Nilai keseimbangan atau tawazun juga menjadi kunci penting dalam moderasi beragama. Seorang yang moderat mampu menyeimbangkan antara aspek tekstual dan kontekstual dalam memahami ajaran agama. Ia tidak semata-mata terpaku pada teks literal, tetapi juga memahami maqashid (tujuan) dari ajaran tersebut. Dalam menjalani kehidupan sehari-hari, sikap berimbang akan menciptakan harmoni antara kepentingan pribadi dan publik, antara dunia dan akhirat, serta antara spiritualitas dan rasionalitas. Moderasi dalam hal ini menjadi jalan tengah yang menjauhkan kita dari sikap fanatik buta dan sekularisme ekstrem.

Yang tak kalah penting, moderasi beragama menempatkan nilai-nilai kemanusiaan sebagai prinsip tertinggi.
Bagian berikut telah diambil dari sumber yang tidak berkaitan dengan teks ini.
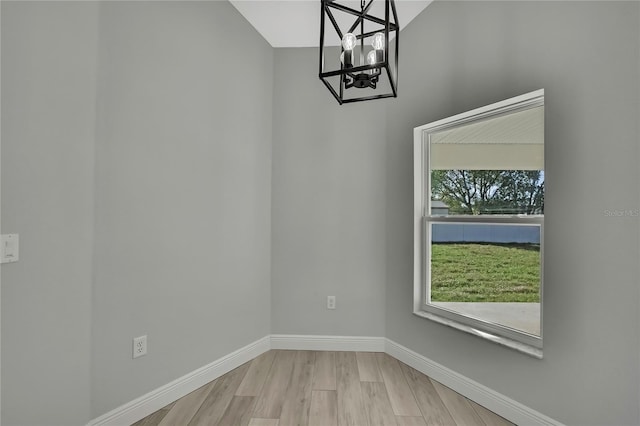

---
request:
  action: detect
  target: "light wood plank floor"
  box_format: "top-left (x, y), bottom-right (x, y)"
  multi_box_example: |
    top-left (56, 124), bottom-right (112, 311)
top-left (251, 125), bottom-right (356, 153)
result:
top-left (134, 350), bottom-right (512, 426)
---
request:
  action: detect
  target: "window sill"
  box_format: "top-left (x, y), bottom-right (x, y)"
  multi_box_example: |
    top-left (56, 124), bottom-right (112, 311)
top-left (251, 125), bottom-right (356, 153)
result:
top-left (413, 311), bottom-right (542, 359)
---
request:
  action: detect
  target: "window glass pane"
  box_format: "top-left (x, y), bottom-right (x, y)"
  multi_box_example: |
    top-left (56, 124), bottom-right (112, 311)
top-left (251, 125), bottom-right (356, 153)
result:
top-left (431, 169), bottom-right (544, 215)
top-left (427, 223), bottom-right (541, 336)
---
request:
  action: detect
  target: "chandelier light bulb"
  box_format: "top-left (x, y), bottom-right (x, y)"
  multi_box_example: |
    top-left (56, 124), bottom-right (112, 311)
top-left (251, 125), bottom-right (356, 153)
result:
top-left (342, 33), bottom-right (358, 50)
top-left (371, 33), bottom-right (384, 50)
top-left (367, 50), bottom-right (378, 65)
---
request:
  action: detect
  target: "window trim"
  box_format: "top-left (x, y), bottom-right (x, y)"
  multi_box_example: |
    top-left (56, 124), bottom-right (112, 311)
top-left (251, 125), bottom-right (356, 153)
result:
top-left (413, 89), bottom-right (544, 358)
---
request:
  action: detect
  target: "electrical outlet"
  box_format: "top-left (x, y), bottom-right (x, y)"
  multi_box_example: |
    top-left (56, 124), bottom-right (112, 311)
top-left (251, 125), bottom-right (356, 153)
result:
top-left (327, 296), bottom-right (336, 309)
top-left (133, 335), bottom-right (147, 358)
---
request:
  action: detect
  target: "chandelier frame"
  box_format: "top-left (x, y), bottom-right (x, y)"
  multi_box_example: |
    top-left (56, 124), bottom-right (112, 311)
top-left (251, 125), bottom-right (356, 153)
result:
top-left (319, 0), bottom-right (400, 105)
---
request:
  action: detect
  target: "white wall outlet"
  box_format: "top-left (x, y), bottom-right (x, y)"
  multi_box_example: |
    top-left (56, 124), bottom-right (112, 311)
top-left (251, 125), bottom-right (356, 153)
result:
top-left (327, 296), bottom-right (336, 309)
top-left (133, 335), bottom-right (147, 358)
top-left (0, 234), bottom-right (20, 263)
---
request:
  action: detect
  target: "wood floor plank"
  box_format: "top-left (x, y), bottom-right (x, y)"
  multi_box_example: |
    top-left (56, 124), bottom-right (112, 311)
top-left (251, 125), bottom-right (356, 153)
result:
top-left (280, 351), bottom-right (316, 426)
top-left (469, 400), bottom-right (514, 426)
top-left (309, 390), bottom-right (338, 426)
top-left (356, 352), bottom-right (383, 382)
top-left (313, 351), bottom-right (336, 390)
top-left (431, 380), bottom-right (484, 426)
top-left (158, 380), bottom-right (217, 426)
top-left (132, 402), bottom-right (175, 426)
top-left (400, 363), bottom-right (456, 426)
top-left (186, 362), bottom-right (251, 426)
top-left (253, 351), bottom-right (296, 419)
top-left (376, 353), bottom-right (422, 417)
top-left (249, 417), bottom-right (280, 426)
top-left (360, 382), bottom-right (397, 426)
top-left (236, 351), bottom-right (276, 396)
top-left (218, 395), bottom-right (256, 426)
top-left (396, 416), bottom-right (427, 426)
top-left (336, 352), bottom-right (368, 426)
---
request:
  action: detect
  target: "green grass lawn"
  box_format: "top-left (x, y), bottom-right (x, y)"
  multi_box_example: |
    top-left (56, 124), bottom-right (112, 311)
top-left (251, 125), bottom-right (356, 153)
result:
top-left (431, 243), bottom-right (540, 302)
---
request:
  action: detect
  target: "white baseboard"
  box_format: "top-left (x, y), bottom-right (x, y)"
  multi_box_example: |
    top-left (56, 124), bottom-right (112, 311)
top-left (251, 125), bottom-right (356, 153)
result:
top-left (271, 334), bottom-right (386, 352)
top-left (385, 339), bottom-right (562, 426)
top-left (88, 336), bottom-right (271, 426)
top-left (87, 334), bottom-right (562, 426)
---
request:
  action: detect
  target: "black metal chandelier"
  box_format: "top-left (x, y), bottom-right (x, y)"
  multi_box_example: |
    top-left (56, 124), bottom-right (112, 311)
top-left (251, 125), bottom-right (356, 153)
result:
top-left (320, 0), bottom-right (400, 105)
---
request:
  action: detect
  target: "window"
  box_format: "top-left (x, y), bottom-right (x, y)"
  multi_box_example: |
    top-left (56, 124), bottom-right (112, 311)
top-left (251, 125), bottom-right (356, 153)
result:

Semua agama mengajarkan tentang kasih sayang, penghormatan terhadap martabat manusia, dan pentingnya membela kaum lemah. Maka, seseorang yang benar-benar religius adalah mereka yang memiliki empati terhadap penderitaan sesama, tanpa memandang latar belakang agama, etnis, atau suku. Moderasi mendorong umat beragama untuk menjadi pelindung kehidupan, bukan perusak. Dalam dunia yang dilanda berbagai krisis kemanusiaan dari konflik perang, kemiskinan, hingga pengungsi agama harus tampil sebagai kekuatan moral yang memulihkan, bukan menyakiti.
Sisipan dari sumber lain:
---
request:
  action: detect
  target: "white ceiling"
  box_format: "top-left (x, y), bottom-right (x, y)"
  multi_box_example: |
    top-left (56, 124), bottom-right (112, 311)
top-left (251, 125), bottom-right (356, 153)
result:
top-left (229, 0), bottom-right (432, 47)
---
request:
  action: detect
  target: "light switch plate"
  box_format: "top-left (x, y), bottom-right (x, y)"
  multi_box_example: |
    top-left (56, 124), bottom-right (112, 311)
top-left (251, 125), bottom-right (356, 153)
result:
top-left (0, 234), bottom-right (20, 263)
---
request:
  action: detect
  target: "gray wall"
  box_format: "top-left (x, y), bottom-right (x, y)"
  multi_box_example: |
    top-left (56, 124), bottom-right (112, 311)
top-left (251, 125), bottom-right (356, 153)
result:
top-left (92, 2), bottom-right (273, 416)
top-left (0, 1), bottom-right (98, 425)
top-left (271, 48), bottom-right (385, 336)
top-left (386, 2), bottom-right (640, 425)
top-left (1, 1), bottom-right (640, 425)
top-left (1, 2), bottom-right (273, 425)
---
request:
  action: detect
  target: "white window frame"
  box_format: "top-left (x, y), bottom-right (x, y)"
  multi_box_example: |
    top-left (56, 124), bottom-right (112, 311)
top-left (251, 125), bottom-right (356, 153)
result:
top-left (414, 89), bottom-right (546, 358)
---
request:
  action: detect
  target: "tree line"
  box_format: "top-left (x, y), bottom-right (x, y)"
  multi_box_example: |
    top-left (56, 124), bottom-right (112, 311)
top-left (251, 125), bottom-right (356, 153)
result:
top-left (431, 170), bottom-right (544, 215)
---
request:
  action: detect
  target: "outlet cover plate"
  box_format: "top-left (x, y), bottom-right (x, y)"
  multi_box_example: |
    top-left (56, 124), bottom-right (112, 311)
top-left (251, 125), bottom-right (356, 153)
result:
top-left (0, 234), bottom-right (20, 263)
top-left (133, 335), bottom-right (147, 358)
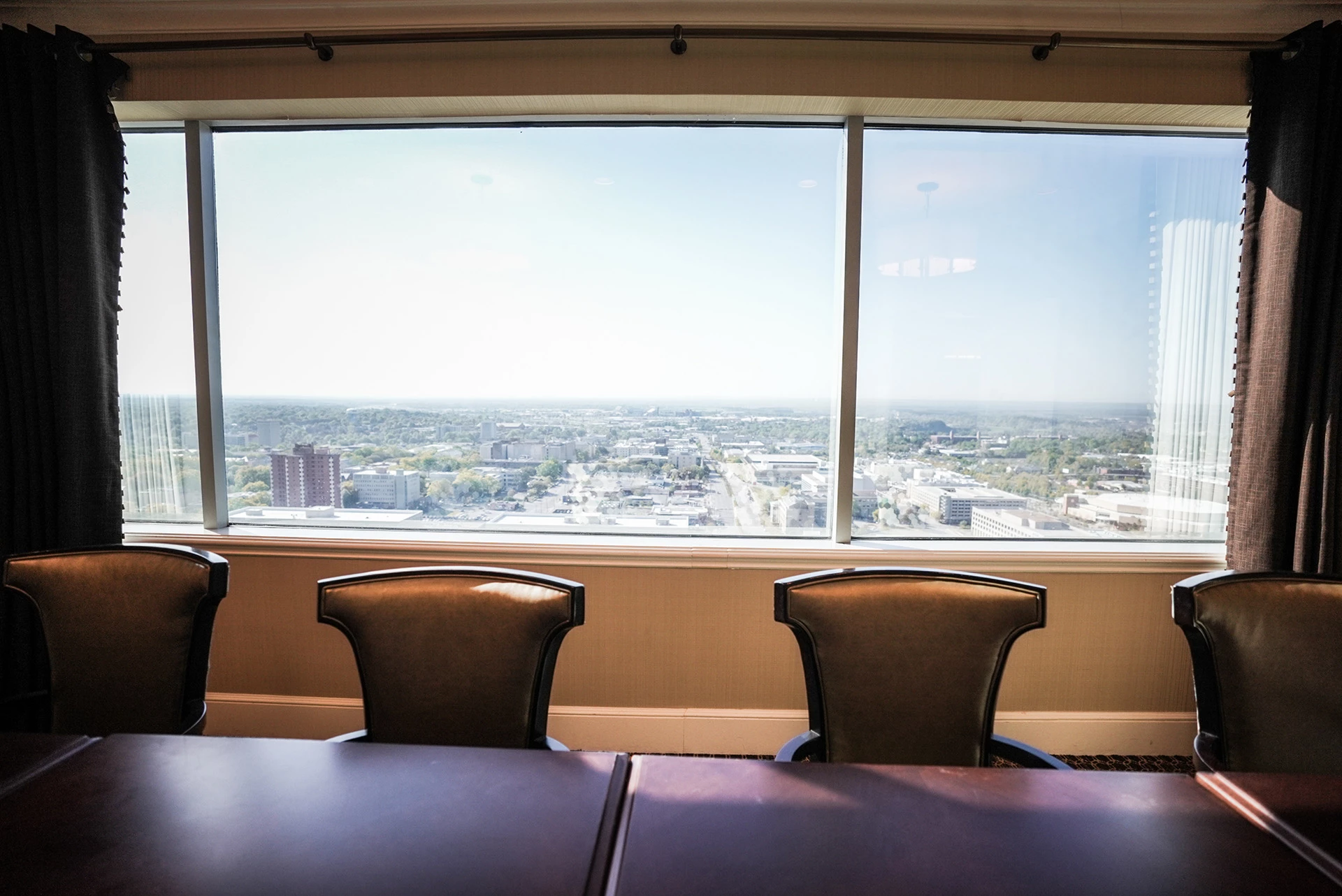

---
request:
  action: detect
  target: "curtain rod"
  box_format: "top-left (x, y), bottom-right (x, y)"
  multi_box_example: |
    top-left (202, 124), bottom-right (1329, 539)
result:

Akhirnya, moderasi beragama adalah cara terbaik untuk mengelola kemajemukan. Indonesia adalah rumah bersama bagi berbagai agama, suku, dan budaya. Mengelola keragaman bukan perkara mudah, apalagi jika disusupi oleh narasi eksklusif dan intoleran. Di sinilah moderasi berperan sebagai strategi kebudayaan yang menyatukan, bukan menceraikan. Dengan menjunjung tinggi kemajemukan, kita bisa membangun kehidupan sosial yang inklusif, beradab, dan berkeadilan.
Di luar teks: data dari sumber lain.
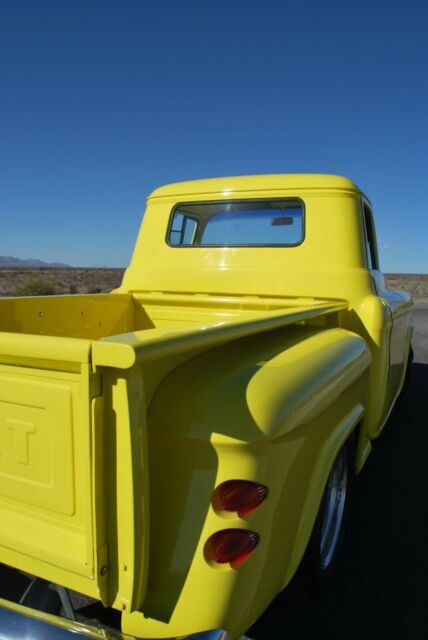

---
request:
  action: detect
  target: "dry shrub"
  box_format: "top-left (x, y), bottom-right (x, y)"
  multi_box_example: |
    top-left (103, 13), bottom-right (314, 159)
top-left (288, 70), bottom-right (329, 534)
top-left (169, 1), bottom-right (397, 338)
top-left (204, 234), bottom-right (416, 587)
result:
top-left (14, 275), bottom-right (58, 296)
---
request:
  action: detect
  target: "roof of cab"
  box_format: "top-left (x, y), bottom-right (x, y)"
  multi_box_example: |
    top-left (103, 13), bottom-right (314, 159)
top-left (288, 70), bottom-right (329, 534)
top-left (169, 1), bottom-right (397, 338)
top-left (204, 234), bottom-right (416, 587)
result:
top-left (149, 173), bottom-right (361, 198)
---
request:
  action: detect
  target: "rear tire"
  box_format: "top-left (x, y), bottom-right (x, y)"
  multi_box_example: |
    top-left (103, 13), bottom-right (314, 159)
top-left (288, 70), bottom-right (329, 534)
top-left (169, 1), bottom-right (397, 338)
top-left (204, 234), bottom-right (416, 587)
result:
top-left (283, 434), bottom-right (355, 604)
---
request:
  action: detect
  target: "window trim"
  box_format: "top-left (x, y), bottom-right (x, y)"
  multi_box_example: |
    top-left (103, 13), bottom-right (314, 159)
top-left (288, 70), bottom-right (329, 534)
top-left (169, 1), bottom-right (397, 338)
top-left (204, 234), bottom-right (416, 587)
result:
top-left (361, 198), bottom-right (380, 271)
top-left (165, 196), bottom-right (306, 249)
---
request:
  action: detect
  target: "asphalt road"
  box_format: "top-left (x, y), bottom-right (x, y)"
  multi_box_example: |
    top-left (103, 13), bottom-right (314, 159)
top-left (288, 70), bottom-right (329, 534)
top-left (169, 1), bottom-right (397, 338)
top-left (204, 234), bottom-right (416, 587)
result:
top-left (246, 305), bottom-right (428, 640)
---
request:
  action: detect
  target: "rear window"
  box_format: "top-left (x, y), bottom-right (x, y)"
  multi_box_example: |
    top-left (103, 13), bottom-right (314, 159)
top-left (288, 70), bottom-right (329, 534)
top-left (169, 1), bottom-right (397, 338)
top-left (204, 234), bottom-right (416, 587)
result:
top-left (167, 198), bottom-right (304, 247)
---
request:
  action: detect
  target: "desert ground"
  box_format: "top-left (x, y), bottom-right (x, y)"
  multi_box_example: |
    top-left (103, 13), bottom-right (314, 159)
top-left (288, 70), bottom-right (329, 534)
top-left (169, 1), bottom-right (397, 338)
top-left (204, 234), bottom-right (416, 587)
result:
top-left (0, 268), bottom-right (428, 304)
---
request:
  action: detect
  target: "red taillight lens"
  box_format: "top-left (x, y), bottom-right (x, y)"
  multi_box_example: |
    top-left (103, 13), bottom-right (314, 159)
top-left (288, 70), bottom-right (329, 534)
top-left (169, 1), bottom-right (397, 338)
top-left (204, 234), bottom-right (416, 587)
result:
top-left (217, 480), bottom-right (269, 517)
top-left (209, 529), bottom-right (260, 568)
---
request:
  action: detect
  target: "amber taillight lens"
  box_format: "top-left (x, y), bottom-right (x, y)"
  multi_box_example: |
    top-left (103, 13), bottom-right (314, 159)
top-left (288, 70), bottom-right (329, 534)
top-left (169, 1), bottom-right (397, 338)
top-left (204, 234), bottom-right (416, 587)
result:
top-left (209, 529), bottom-right (260, 568)
top-left (217, 480), bottom-right (269, 517)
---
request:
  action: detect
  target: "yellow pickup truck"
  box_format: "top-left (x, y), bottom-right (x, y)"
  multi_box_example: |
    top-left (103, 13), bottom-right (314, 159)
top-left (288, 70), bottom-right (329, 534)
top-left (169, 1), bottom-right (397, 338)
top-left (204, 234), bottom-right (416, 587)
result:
top-left (0, 175), bottom-right (412, 640)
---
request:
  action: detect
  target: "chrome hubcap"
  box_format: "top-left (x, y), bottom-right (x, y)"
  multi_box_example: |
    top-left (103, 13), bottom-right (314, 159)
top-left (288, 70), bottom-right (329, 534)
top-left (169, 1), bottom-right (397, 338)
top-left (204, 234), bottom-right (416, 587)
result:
top-left (320, 449), bottom-right (348, 569)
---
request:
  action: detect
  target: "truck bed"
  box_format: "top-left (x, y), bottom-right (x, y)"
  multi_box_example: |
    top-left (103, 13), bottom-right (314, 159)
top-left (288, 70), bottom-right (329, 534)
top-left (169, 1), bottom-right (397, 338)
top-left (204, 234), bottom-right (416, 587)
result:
top-left (0, 293), bottom-right (347, 611)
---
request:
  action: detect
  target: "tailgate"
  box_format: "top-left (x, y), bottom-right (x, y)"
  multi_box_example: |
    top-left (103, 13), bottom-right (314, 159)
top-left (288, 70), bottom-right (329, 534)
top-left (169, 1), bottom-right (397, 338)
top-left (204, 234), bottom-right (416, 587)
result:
top-left (0, 332), bottom-right (146, 609)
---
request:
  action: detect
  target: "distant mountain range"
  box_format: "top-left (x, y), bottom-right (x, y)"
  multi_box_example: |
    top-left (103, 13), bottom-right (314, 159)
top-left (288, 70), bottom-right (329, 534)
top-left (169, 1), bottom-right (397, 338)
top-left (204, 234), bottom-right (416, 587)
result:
top-left (0, 256), bottom-right (70, 269)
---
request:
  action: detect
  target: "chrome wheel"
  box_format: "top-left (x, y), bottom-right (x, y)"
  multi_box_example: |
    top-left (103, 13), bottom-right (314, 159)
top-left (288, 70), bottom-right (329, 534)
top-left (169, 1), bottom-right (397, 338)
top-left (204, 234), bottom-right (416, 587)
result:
top-left (320, 447), bottom-right (348, 570)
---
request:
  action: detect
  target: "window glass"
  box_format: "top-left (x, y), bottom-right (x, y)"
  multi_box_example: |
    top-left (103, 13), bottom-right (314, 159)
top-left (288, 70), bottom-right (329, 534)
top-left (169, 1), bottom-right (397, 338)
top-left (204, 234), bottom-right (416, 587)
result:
top-left (364, 204), bottom-right (379, 270)
top-left (168, 199), bottom-right (304, 247)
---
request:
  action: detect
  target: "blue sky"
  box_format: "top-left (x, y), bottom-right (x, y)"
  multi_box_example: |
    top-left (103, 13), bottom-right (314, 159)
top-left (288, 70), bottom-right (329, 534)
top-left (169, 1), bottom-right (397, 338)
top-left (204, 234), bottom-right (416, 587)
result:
top-left (0, 0), bottom-right (428, 273)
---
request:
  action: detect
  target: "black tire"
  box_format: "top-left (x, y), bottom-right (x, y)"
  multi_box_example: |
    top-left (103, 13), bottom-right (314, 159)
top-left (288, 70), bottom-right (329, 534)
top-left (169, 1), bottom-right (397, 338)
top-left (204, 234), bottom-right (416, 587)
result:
top-left (280, 434), bottom-right (355, 605)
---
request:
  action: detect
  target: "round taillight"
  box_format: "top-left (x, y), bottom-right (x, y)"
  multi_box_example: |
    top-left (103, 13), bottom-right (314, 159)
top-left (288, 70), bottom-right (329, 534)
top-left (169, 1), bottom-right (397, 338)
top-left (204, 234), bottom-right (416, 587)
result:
top-left (209, 529), bottom-right (260, 568)
top-left (217, 480), bottom-right (269, 517)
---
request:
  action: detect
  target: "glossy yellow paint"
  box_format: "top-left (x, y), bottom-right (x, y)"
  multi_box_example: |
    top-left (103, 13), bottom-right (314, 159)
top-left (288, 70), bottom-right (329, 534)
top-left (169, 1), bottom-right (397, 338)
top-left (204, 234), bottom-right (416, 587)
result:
top-left (0, 175), bottom-right (411, 638)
Dalam dunia yang semakin rentan terhadap polarisasi dan ekstremisme, moderasi beragama bukanlah ancaman bagi kemurnian agama. Justru sebaliknya, ia adalah tuntunan yang mampu menjaga agama tetap relevan, sejuk, dan menyentuh hati manusia. Moderasi bukan kompromi terhadap kebenaran, melainkan keberanian untuk menjalani agama dengan akal sehat, hati nurani, dan semangat perdamaian. Maka, sudah saatnya semua pihak tokoh agama, pemimpin bangsa, pendidik, hingga masyarakat sipil bersama-sama memelihara dan menghidupkan moderasi dalam kehidupan beragama kita. Sebab hanya dengan jalan tengah inilah, agama benar-benar menjadi rahmat bagi seluruh alam.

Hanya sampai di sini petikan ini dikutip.